Nutrition, Novel Foods and Food Allergens (NDA), an EFSA panel chaired by Professor Dominique Turck, has received 19 applications for CBD-related products, according to a statement.
In the UK, post-Brexit, the FSA set a deadline of 31 March 2021 for businesses to submit novel food applications, for those already on the market. But they have yet to be authorised for sale. A database of applications was established in March 2022, and the FSA said it is “encouraging local authorities and retailers to use this list as a tool to prioritise enforcement while we continue to process applications”.
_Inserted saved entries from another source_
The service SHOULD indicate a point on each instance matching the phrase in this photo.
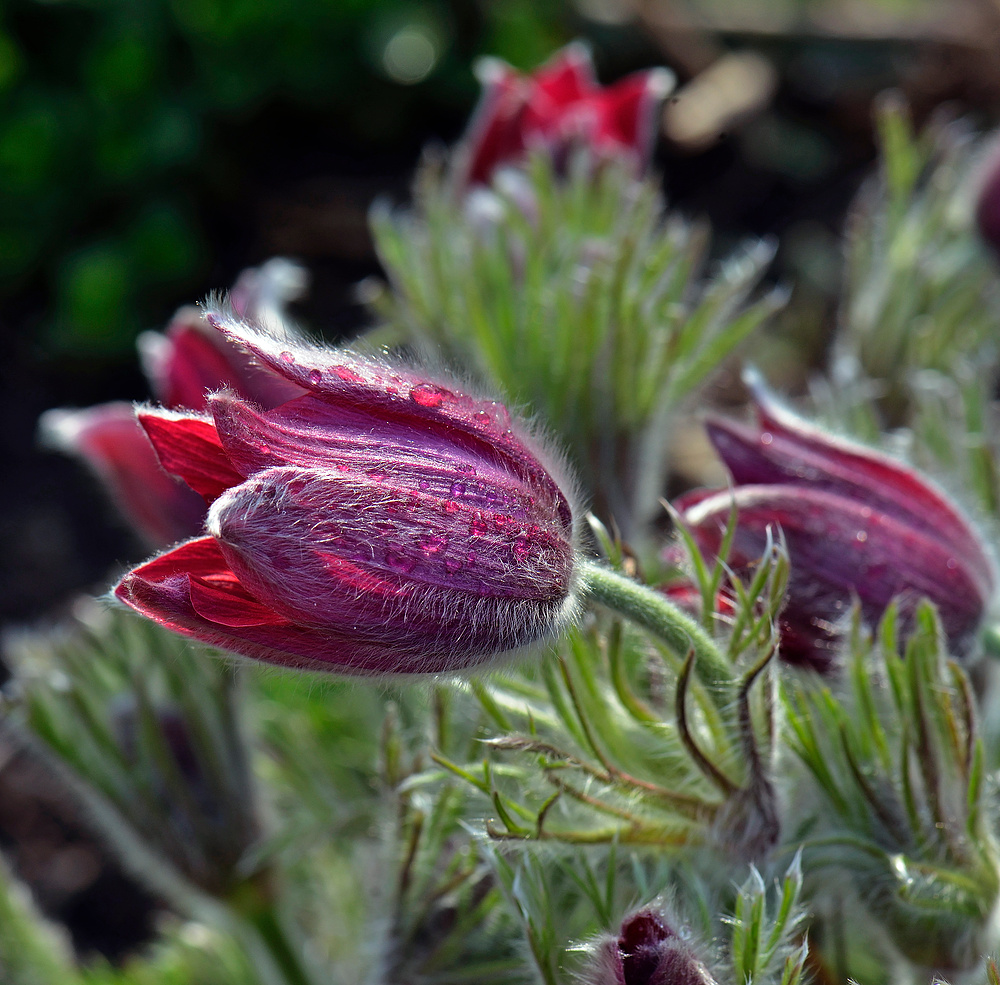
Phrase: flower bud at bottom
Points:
(647, 951)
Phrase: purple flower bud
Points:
(160, 508)
(383, 522)
(192, 358)
(647, 951)
(558, 107)
(858, 525)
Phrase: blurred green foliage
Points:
(127, 128)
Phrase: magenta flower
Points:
(858, 525)
(647, 951)
(184, 364)
(559, 107)
(382, 522)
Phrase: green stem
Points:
(254, 901)
(654, 612)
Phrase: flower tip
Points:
(660, 82)
(489, 70)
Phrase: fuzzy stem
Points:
(652, 611)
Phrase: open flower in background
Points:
(381, 522)
(558, 108)
(183, 364)
(857, 524)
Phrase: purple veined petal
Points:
(347, 555)
(399, 397)
(785, 449)
(311, 433)
(842, 549)
(190, 590)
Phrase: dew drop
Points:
(401, 563)
(348, 375)
(429, 395)
(433, 543)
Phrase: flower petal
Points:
(109, 439)
(181, 591)
(188, 446)
(401, 398)
(355, 556)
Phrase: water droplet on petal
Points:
(429, 395)
(433, 543)
(348, 375)
(401, 563)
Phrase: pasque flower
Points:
(184, 364)
(857, 524)
(381, 522)
(647, 951)
(559, 107)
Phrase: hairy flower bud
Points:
(382, 522)
(647, 951)
(559, 107)
(857, 524)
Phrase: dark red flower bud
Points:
(647, 951)
(383, 522)
(857, 524)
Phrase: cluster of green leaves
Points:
(921, 297)
(905, 807)
(576, 296)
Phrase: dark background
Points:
(151, 149)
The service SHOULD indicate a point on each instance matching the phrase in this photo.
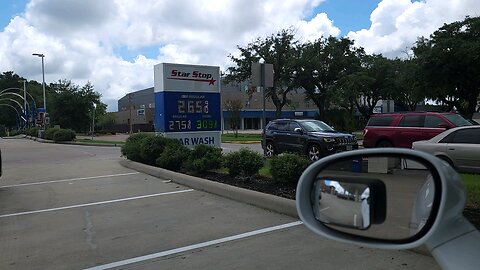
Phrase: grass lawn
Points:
(242, 137)
(99, 141)
(472, 184)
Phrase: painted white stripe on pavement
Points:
(70, 180)
(195, 246)
(94, 203)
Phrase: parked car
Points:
(460, 147)
(310, 137)
(402, 129)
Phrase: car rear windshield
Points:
(380, 121)
(312, 126)
(457, 120)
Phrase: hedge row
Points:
(172, 155)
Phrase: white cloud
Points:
(81, 39)
(396, 24)
(320, 26)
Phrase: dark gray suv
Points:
(310, 137)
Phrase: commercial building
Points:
(136, 112)
(137, 109)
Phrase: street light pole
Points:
(25, 101)
(43, 84)
(93, 119)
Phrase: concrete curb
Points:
(255, 198)
(262, 200)
(71, 143)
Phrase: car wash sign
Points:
(187, 103)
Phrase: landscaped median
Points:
(262, 200)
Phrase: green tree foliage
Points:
(72, 105)
(409, 85)
(282, 51)
(373, 81)
(450, 64)
(323, 63)
(234, 107)
(106, 121)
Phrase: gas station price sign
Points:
(188, 103)
(190, 111)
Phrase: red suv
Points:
(402, 129)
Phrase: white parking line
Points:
(195, 246)
(69, 180)
(94, 203)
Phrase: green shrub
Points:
(131, 148)
(32, 132)
(50, 132)
(288, 167)
(64, 135)
(204, 158)
(245, 162)
(174, 156)
(151, 147)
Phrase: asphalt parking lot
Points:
(75, 207)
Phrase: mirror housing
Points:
(445, 221)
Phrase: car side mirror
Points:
(298, 130)
(389, 198)
(445, 126)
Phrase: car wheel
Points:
(314, 152)
(269, 150)
(384, 143)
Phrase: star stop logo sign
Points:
(195, 76)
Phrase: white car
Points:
(460, 147)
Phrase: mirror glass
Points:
(377, 197)
(343, 203)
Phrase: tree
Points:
(106, 121)
(234, 107)
(324, 62)
(409, 86)
(72, 106)
(281, 50)
(449, 62)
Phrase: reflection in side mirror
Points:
(376, 197)
(349, 203)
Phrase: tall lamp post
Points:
(43, 84)
(93, 119)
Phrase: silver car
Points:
(460, 147)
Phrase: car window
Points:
(315, 126)
(282, 125)
(412, 121)
(457, 120)
(448, 138)
(433, 121)
(380, 121)
(293, 126)
(272, 126)
(471, 136)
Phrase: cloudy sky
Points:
(115, 43)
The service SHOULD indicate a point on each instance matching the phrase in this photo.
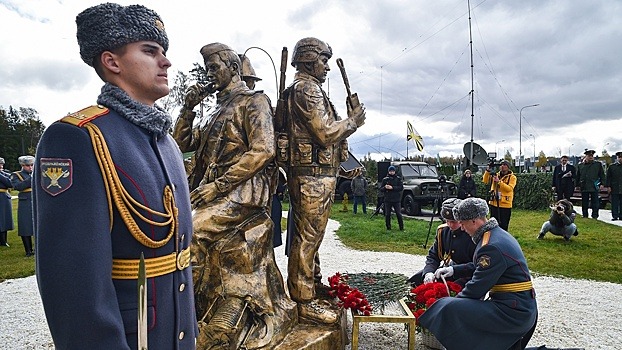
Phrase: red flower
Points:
(349, 298)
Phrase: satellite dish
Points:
(480, 156)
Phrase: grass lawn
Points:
(594, 254)
(14, 262)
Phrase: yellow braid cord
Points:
(125, 204)
(512, 287)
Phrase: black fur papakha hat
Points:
(447, 208)
(471, 208)
(109, 26)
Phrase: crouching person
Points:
(452, 252)
(507, 318)
(561, 222)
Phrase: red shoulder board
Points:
(85, 115)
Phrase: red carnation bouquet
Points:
(423, 296)
(349, 298)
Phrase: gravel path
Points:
(572, 313)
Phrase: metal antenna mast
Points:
(472, 86)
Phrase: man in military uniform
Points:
(236, 276)
(507, 318)
(591, 180)
(22, 181)
(614, 187)
(113, 188)
(317, 145)
(451, 252)
(6, 207)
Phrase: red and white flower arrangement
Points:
(349, 298)
(423, 296)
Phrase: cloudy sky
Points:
(408, 60)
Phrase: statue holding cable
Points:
(239, 291)
(313, 150)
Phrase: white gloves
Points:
(428, 278)
(444, 272)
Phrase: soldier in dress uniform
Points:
(451, 252)
(6, 207)
(507, 319)
(22, 182)
(113, 188)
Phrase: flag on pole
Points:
(414, 136)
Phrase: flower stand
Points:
(428, 339)
(407, 317)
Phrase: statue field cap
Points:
(109, 26)
(214, 48)
(309, 49)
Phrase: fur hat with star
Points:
(471, 208)
(109, 26)
(447, 208)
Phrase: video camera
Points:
(492, 161)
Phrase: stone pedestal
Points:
(317, 337)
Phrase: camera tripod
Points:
(436, 209)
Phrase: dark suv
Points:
(421, 184)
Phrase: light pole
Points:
(496, 143)
(534, 148)
(520, 133)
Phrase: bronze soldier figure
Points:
(239, 291)
(317, 145)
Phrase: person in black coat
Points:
(467, 187)
(563, 179)
(6, 207)
(392, 188)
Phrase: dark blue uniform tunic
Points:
(85, 307)
(469, 322)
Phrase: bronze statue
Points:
(317, 145)
(239, 291)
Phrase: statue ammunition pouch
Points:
(306, 153)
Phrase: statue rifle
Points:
(353, 99)
(280, 103)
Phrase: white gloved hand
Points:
(444, 272)
(428, 278)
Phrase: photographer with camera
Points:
(561, 222)
(501, 192)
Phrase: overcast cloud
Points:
(407, 60)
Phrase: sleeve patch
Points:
(56, 175)
(484, 262)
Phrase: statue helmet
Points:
(309, 49)
(247, 69)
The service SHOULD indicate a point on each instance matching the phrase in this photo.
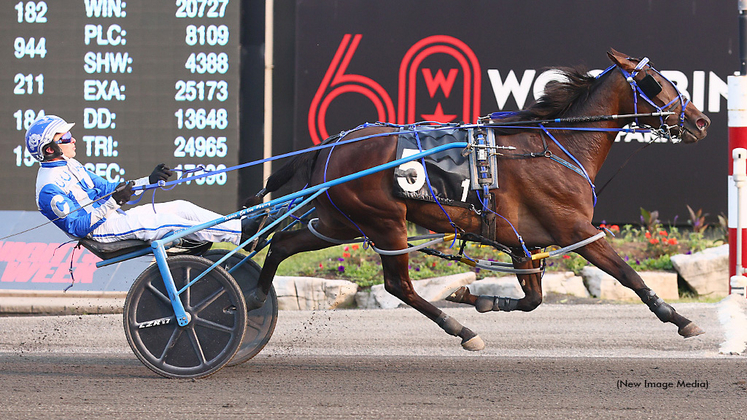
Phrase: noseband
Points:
(648, 88)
Novel foods are described by the EU, and the UK in its own right, as products that were not widely consumed before 1997 and so have a limited history with regards to safety.
CBD is the non-high compound, unlike its THC cousin – the psychoactive tetra-hydro cannabinol found in marijuana. Any such food products containing THC have been banned under EU regulations.
In 2020, when the EC sought consultations on whether to label CBD food products as narcotics-related, the Commission said its main concerns related to “CBD extracted from the flowering and fruiting tops of the hemp plant (Cannabis sativa)”.
While CBD-related food products have been linked with health benefits such as relieving pain, concerns still remain.
The NDA’s Turck said: “We have identified several hazards related to CBD intake and determined that the many data gaps on these health effects need filling before these evaluations can go ahead. It is important to stress at this point that we have not concluded that CBD is unsafe as food.”
A new round of discussions has been opened up for CBD applicants seeking approval, along with “other groups or individuals with an interest in this issue and novel food more generally”. The EFSA will host an online session on 28 June.
The EFSA noted “there is insufficient data on the effect of CBD on the liver, gastrointestinal tract, endocrine system, nervous system and on people’s psychological well-being”.
It added: “Studies in animals show significant adverse effects especially in relation to reproduction. It is important to determine if these effects are also seen in humans.”
Europe’s food-safety assessment agency is turning to CBD-related food applicants to convince the EFSA that the products are safe for consumption.
Ana Afonso, the head of Nutrition and Food Innovation at EFSA, said: “Stopping the clock on a novel food assessment is not unusual when information is missing. It’s the responsibility of applicants to fill data gaps. We are engaging with them to explain how the additional information can be provided to help address the uncertainties.”
In response to the EFSA’s latest stance, the FSA provided a statement to Just Food.
Peter Quigley, the Agency’s deputy director of regulatory services, said: “EFSA has reached the same conclusions as the Committee on Toxicity did two years ago: there are still evidence gaps relating to CBD as a food and relevant data is needed to prove a safety case for CBD foods.”
He added: “It also mirrors the approach we have been taking of requiring applicants to submit toxicological data to prove the safety of CBD products instead of relying on literature reviews of existing evidence.”